Nature morte

The twenty-one works by Paul Cézanne on display in an exhibit entitled “The World is an Apple” are a coup for the Art Gallery of Hamilton (AGH) which is celebrating its centenary. The still lifes by one of my favourite nineteenth-century French artists feature pears, ginger pots, flowers and skulls in addition to the aforementioned apples. Cézanne’s work is noted for the angles he uses. In one painting it appears as if he moved his easel several times to render the tableau with no regard for the wonky perspective that results. 

Unlike Vincent Van Gogh who described his paintings in detail, we know very little about Cézanne’s methodology. Did he set out fruit and pots on a table and complete the work while the fruit was still fresh, or did he replace items he ate for lunch or went punky? As for his skulls, painted in his later years, they give new meaning to the word haunted. 

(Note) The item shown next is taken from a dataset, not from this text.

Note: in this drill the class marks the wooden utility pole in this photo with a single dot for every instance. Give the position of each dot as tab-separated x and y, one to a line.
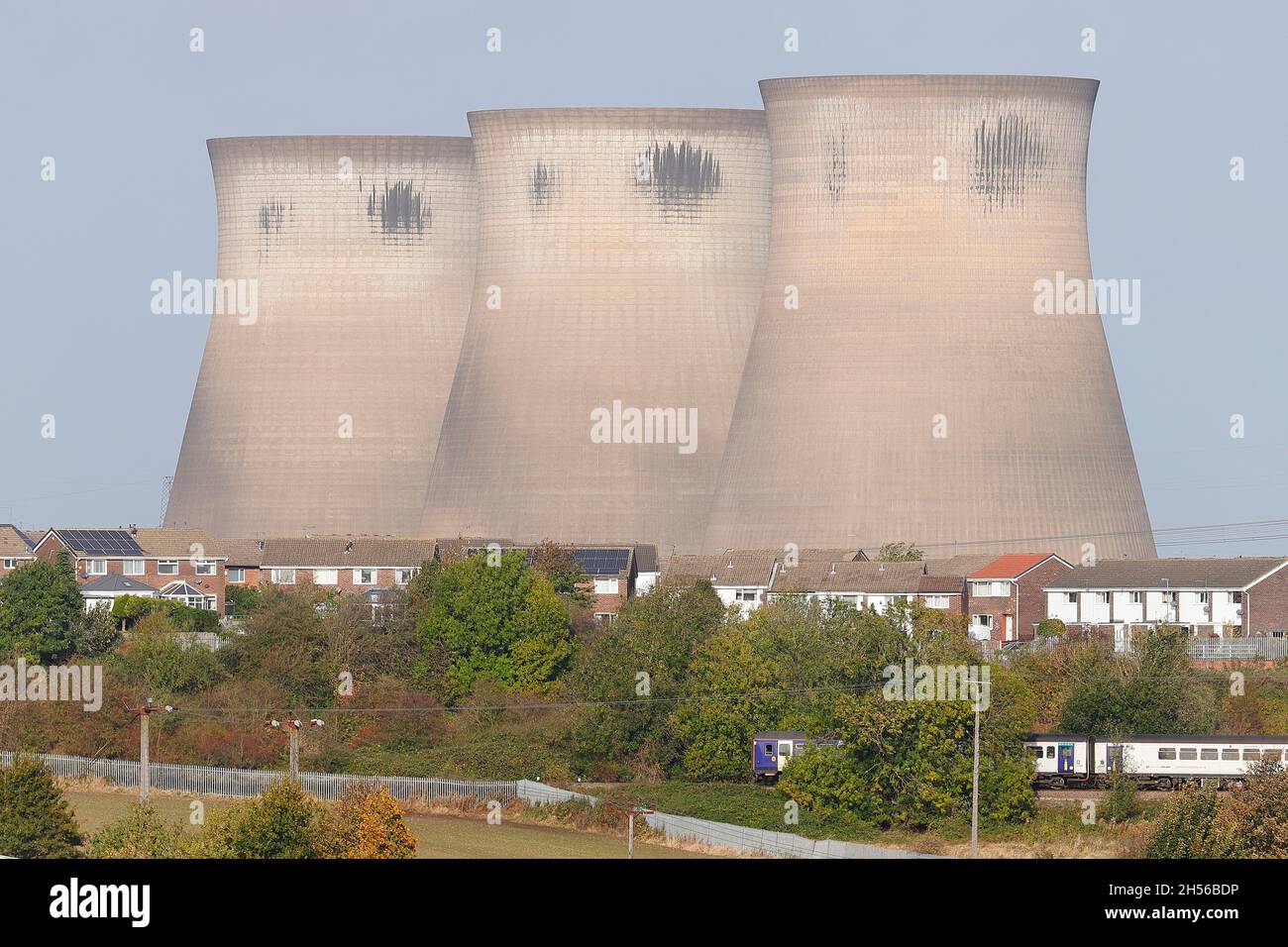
145	761
145	776
630	826
974	793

This exhibit is particularly noteworthy because it brings together works from a number of public and private collections in North America and Europe. Former AGH director of curatorial affairs Benedict Leca organized the exhibit in collaboration with the prestigious Barnes Foundation in Philadelphia.

Leca, who came to the AGH from the Cincinnati Art Museum two years ago, is on the move again, this time to become director of the Redwood Library and Anthenaeum in Newport, Rhode Island, after being passed over for the role of president and CEO of the AGH. Leca’s fruitful labours, however, remain on view until February 8, 2015.

My daughter, Dr. Alison J. McQueen, a professor of art history at McMaster University, will deliver a public lecture about Cézanne at 7:30 p.m. on Monday January 19, 2015 as part of her Friends of Art History series. The exact location of the talk on the McMaster campus in Hamilton will be announced closer to the date.